In [None]:
import os
import re
import time
import string
import pickle
import matplotlib.pyplot as plt
import pandas as pd
import numpy as np
import random

import torch
import torch.nn as nn

import seaborn as sns

from nltk.stem import WordNetLemmatizer
from spacy.lang.en import English
from spacy.lang.en.stop_words import STOP_WORDS


from collections import defaultdict

# Load Glove 100-d vectors

In [None]:
glove_path='../input/glove6b100dtxt/glove.6B.100d.txt'
glove_embeddings={}
with open(glove_path) as file:
    for line in file:
        line=line.split()
        word=line[0]
        v=np.array(line[1:]).astype(np.float)
        glove_embeddings[word]=v
print(len(glove_embeddings))

In [None]:
class Tokenizer:
    def __init__(self):
        self.lemmatizer=WordNetLemmatizer()
        self.nlp=English()
    def __call__(self, doc):
        tokens=[]
        for token in self.nlp(doc):
            if token.like_num or token.text=='':
                continue
            token=token.lower_.strip()
            for p in string.punctuation:
                token=token.replace(p, ' ')
            token=token.split(' ')
            token=[w for w in token if w!='']
            tokens+=token
        return tokens

lets us consider all the words that appear atleast in 5 documents

# Configuration

In [None]:
MAX_SEQ_LEN=150
BATCH_SIZE=128

In [None]:
target_mean=-0.9625387984618096#train_df.target.mean()
target_std=1.0382744351056232#train_df.target.std()
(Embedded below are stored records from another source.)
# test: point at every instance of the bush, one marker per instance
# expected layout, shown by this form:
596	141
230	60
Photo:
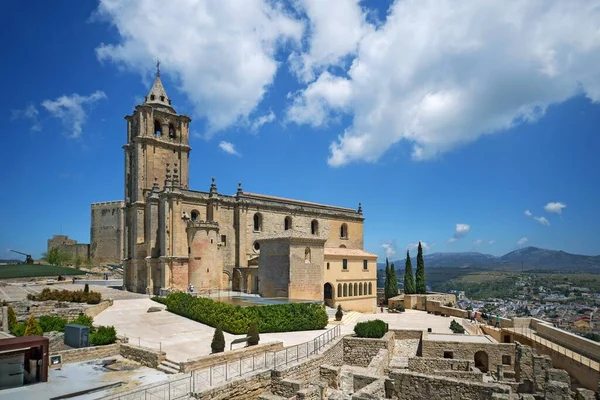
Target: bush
33	327
73	296
218	343
371	329
253	337
235	319
103	335
50	323
456	327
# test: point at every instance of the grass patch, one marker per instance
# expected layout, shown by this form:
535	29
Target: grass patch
31	271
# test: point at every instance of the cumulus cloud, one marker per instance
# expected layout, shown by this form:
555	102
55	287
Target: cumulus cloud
542	220
228	148
223	52
72	110
555	208
430	75
29	113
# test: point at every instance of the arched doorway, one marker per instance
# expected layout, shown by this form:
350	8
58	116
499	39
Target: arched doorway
481	361
328	294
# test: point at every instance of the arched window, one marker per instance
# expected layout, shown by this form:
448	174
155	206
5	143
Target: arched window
157	128
314	227
307	255
257	222
344	231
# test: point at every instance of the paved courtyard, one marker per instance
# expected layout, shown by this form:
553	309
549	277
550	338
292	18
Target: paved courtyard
181	338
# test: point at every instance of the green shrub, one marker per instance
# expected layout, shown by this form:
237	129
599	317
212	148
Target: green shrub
235	319
33	327
50	323
73	296
253	337
218	343
103	335
371	329
83	319
456	327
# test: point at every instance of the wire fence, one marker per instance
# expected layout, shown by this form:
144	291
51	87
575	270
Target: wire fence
529	334
205	378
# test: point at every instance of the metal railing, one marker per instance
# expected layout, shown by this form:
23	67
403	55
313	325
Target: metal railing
529	334
218	374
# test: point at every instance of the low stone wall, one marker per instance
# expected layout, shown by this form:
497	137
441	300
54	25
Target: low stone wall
221	358
427	365
360	351
416	386
145	356
467	351
308	370
248	388
88	353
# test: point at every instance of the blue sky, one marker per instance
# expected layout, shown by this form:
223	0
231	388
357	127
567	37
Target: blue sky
445	126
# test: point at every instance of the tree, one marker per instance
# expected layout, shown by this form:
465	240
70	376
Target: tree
33	327
409	279
253	337
393	282
218	343
420	285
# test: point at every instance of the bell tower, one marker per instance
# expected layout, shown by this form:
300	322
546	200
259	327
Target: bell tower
157	148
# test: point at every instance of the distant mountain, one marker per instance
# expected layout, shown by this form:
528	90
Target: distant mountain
528	258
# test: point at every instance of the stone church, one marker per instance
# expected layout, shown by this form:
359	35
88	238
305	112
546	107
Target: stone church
276	247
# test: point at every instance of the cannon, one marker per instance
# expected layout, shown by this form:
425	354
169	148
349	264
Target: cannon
28	258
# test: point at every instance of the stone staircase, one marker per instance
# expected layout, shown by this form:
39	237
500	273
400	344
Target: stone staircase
169	367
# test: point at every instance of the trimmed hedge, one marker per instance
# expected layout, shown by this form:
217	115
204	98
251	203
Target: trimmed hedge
236	319
371	329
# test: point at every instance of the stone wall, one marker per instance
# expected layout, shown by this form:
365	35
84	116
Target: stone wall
360	351
416	386
221	358
88	353
468	351
145	356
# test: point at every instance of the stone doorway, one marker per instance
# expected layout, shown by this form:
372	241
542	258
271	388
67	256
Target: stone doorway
481	361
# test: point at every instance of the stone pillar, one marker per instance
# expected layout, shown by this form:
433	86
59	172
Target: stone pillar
5	318
500	372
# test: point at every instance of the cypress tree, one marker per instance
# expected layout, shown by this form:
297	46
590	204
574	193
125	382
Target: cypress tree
393	282
420	285
409	279
386	283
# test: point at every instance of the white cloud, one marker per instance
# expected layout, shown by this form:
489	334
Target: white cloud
30	113
439	74
262	120
223	52
228	148
542	220
415	246
71	110
555	208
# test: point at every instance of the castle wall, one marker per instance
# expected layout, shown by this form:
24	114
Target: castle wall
107	239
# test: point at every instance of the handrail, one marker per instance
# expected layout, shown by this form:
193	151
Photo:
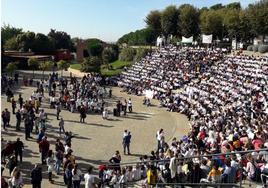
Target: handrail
183	158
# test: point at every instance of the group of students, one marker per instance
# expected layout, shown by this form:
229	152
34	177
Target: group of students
227	106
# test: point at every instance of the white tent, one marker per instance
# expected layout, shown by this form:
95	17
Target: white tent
207	39
187	40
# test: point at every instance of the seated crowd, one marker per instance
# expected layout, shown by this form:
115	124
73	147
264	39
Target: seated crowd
167	69
227	106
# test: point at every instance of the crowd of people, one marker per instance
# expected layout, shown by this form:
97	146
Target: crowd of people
167	69
227	106
224	97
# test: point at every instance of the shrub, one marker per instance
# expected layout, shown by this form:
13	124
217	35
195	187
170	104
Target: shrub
255	48
91	64
250	48
127	54
263	48
141	52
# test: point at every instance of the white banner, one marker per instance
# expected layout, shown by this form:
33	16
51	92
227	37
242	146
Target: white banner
187	40
207	39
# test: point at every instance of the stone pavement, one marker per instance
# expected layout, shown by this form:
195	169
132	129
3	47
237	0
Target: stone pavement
96	140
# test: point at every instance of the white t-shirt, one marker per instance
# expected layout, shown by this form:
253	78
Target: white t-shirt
89	180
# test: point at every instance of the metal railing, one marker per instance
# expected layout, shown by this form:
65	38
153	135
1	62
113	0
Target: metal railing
238	183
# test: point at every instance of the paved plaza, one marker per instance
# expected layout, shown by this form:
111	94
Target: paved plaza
96	141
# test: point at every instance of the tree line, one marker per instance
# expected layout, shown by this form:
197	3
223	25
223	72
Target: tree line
16	39
223	21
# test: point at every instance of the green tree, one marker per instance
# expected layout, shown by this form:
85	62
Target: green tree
33	64
141	52
43	44
216	6
26	41
188	21
8	32
11	67
169	20
11	44
211	23
258	15
127	54
46	66
107	55
153	21
61	40
63	65
91	64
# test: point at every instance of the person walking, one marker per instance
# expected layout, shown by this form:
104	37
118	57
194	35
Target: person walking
124	107
44	148
20	101
18	146
13	105
50	164
89	179
126	142
36	176
68	175
18	118
4	119
61	126
7	114
129	105
77	175
58	110
16	178
83	114
115	160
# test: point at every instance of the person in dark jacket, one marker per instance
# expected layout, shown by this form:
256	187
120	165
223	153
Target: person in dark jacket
18	117
126	143
36	177
18	146
83	114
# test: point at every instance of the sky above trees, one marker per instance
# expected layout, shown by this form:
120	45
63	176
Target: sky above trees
104	19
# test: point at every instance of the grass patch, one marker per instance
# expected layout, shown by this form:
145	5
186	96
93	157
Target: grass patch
76	66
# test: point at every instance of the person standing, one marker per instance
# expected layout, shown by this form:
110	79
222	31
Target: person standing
77	174
4	119
50	164
13	105
20	101
18	118
83	114
124	107
129	105
18	146
115	160
58	110
61	126
118	108
27	127
89	179
7	114
36	177
126	143
44	148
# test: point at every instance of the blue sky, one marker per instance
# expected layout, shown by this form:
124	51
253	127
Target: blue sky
104	19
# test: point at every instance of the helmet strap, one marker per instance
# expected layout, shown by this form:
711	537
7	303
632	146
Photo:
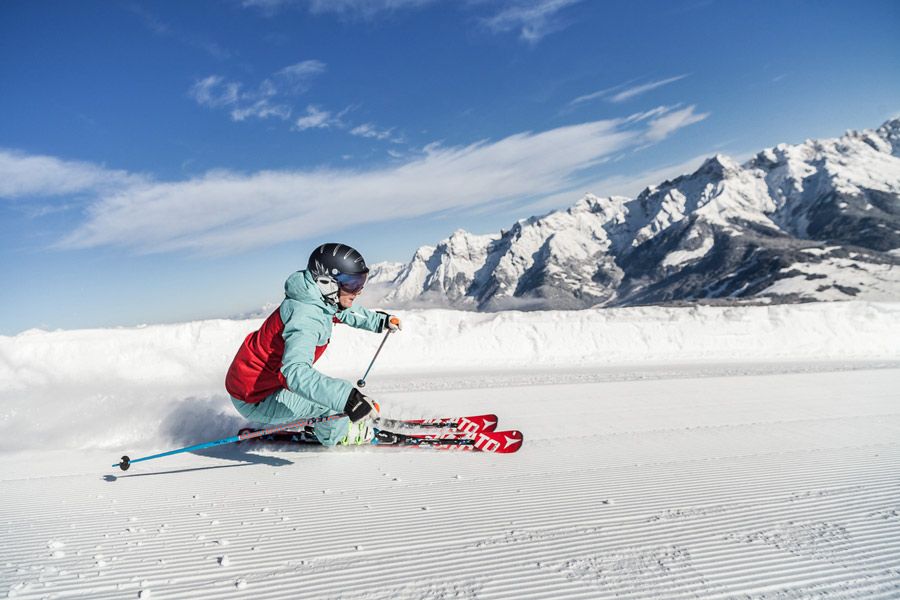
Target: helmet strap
329	289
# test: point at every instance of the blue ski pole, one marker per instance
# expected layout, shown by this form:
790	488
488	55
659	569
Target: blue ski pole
126	462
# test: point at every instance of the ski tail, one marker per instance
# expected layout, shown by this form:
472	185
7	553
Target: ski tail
467	424
498	442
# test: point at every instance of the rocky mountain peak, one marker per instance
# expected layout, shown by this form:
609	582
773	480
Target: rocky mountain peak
818	220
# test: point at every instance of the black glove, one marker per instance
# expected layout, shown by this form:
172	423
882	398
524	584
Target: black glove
390	322
358	406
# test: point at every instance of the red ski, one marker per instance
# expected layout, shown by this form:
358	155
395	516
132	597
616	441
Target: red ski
499	442
468	424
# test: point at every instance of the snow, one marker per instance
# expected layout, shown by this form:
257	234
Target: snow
679	257
670	452
838	279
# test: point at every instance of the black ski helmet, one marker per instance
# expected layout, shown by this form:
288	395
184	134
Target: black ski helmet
335	267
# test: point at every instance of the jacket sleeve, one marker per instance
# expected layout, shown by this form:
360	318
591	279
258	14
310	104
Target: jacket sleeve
303	326
362	318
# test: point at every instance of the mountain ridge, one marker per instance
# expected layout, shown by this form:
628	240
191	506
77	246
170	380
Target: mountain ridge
818	220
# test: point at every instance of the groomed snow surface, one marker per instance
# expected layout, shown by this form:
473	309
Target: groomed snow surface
670	453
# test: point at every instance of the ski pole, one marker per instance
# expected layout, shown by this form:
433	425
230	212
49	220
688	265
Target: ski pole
126	462
362	382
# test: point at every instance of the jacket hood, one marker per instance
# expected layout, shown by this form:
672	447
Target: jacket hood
302	287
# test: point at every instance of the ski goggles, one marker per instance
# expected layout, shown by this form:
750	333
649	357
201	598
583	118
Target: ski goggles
351	283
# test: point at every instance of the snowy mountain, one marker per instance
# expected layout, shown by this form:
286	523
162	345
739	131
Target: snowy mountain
814	221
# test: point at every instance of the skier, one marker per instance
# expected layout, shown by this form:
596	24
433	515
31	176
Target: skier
272	379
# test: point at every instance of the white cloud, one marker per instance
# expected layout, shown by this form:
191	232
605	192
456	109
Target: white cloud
363	8
368	130
534	19
640	89
664	125
315	118
269	99
24	175
227	212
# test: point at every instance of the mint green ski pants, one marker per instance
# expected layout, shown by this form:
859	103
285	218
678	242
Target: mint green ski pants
285	406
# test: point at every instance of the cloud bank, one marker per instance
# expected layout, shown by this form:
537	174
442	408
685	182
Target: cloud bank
223	212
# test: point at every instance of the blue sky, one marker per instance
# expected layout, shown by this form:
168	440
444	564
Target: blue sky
165	161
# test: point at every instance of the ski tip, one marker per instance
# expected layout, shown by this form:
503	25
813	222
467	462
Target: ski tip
510	440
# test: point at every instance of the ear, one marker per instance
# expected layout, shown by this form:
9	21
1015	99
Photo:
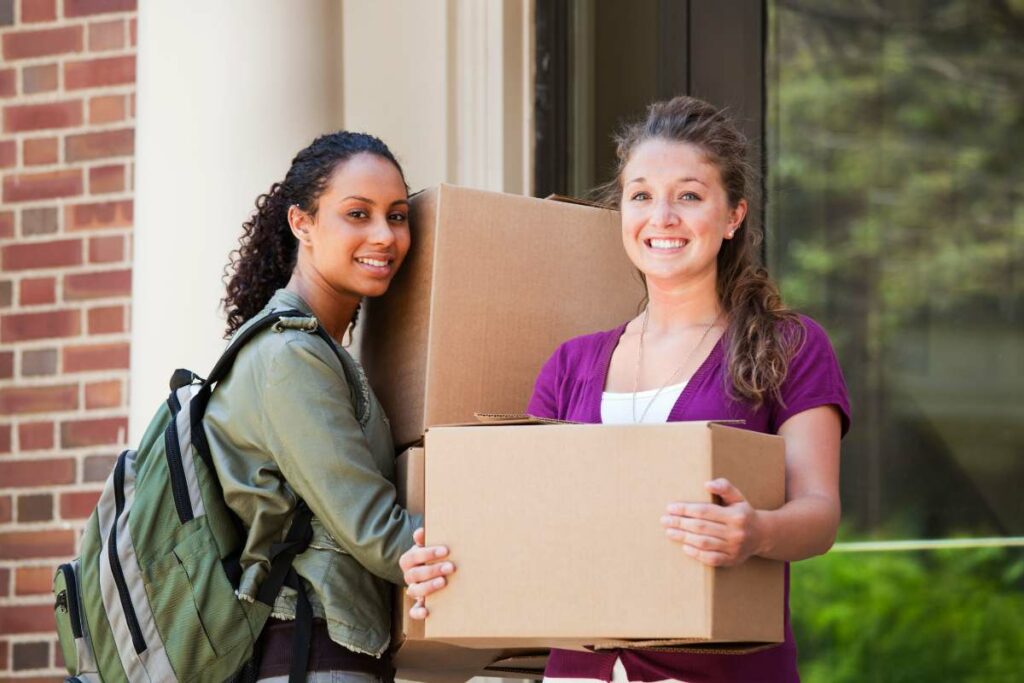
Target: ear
736	217
300	222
print("Taget Mean:", target_mean)
print("Taget Std:", target_std)

In [None]:
class Dataset(torch.utils.data.Dataset):
    def __init__(self, df, phase):
        self.df=df
        self.phase=phase
    def __getitem__(self, idx):
        row=self.df.iloc[idx]
        doc=row.doc
        
        X=torch.zeros((MAX_SEQ_LEN, 100), dtype=torch.float32)
        for i, word in enumerate(doc):
            if i >= MAX_SEQ_LEN:
                break
            if word in glove_embeddings:
                X[i]=torch.tensor(glove_embeddings[word])
        
        if self.phase=='train':
            y=torch.tensor(row.normalized_target, dtype=torch.float32)
            return (X, y)
        return X
    def __len__(self):
        return len(self.df)

# Model

In [None]:
class ProjectionHead(nn.Module):
    def __init__(self, in_features,out_feat):
        super().__init__()
        self.linear1=nn.Linear(in_features, 512)
        self.bn=nn.BatchNorm1d(512)
        self.dropout=nn.Dropout(0.2)
        self.relu=nn.ReLU()
        self.linear2=nn.Linear(512, out_feat)
    def forward(self, x):
        x=self.linear1(x)
        x=self.bn(x)
        x=self.dropout(x)
        x=self.relu(x)
        x=self.linear2(x)
        return x

class Model(nn.Module):
    def __init__(self, embedd_size, hidden_size):
        super().__init__()
        self.hidden_size=hidden_size
        self.gru=nn.GRU(embedd_size, hidden_size, num_layers=2, 
                        dropout=0.2, bidirectional=True,batch_first=True)
        self.bn=nn.BatchNorm1d(2*hidden_size)
        self.relu=nn.ReLU()
        self.dropout=nn.Dropout(0.2)
        self.proj_head=ProjectionHead(2*hidden_size, 1)
    def forward(self, x):
        batch_size=x.shape[0]
        (_, h_n)=self.gru(x)
        h_n=h_n.view(2, 2, batch_size, self.hidden_size)
        h_n=h_n[1, :, :, :].permute(1, 0, 2)
        h_n1=h_n[:, 0, :]
        h_n2=h_n[:, 1, :]
        h=torch.cat([h_n1, h_n2], dim=1)
        
        h=self.bn(h)
        h=self.relu(h)
        h=self.dropout(h)
        
        y=self.proj_head(h)
        return y

# Load Models

In [None]:
models=[
    torch.load('../input/commonlit-glove-model/model_1.pt'),
    torch.load('../input/commonlit-glove-model/model_2.pt'),
    torch.load('../input/commonlit-glove-model/model_3.pt'),
    torch.load('../input/commonlit-glove-model/model_4.pt'),
    torch.load('../input/commonlit-glove-model/model_5.pt')
]

In [None]:
def infer(models, dataloader):
    preds=[]
    for X in dataloader:
        y_hat=torch.zeros(X.shape[0])
        for model in models:
            model.eval()
            with torch.no_grad():
                y=model(X).view(-1)
                y_hat+=(target_std*y) + target_mean
            
        preds+=list(y_hat.numpy()/len(models))
    return preds

# Submission

In [None]:
tokenizer=Tokenizer()

test_df=pd.read_csv('../input/commonlitreadabilityprize/test.csv')
test_df['doc']=test_df.excerpt.apply(tokenizer)
test_df.head()

In [None]:
infer_test_dataset=Dataset(test_df, 'test')
infer_test_dataloader=torch.utils.data.DataLoader(infer_test_dataset, batch_size=200, shuffle=False)
test_df['target'] = infer(models, infer_test_dataloader)


In [None]:
submission_df=test_df[['id', 'target']].copy()
submission_df.head()

In [None]:
submission_df.to_csv('submission.csv', index=False)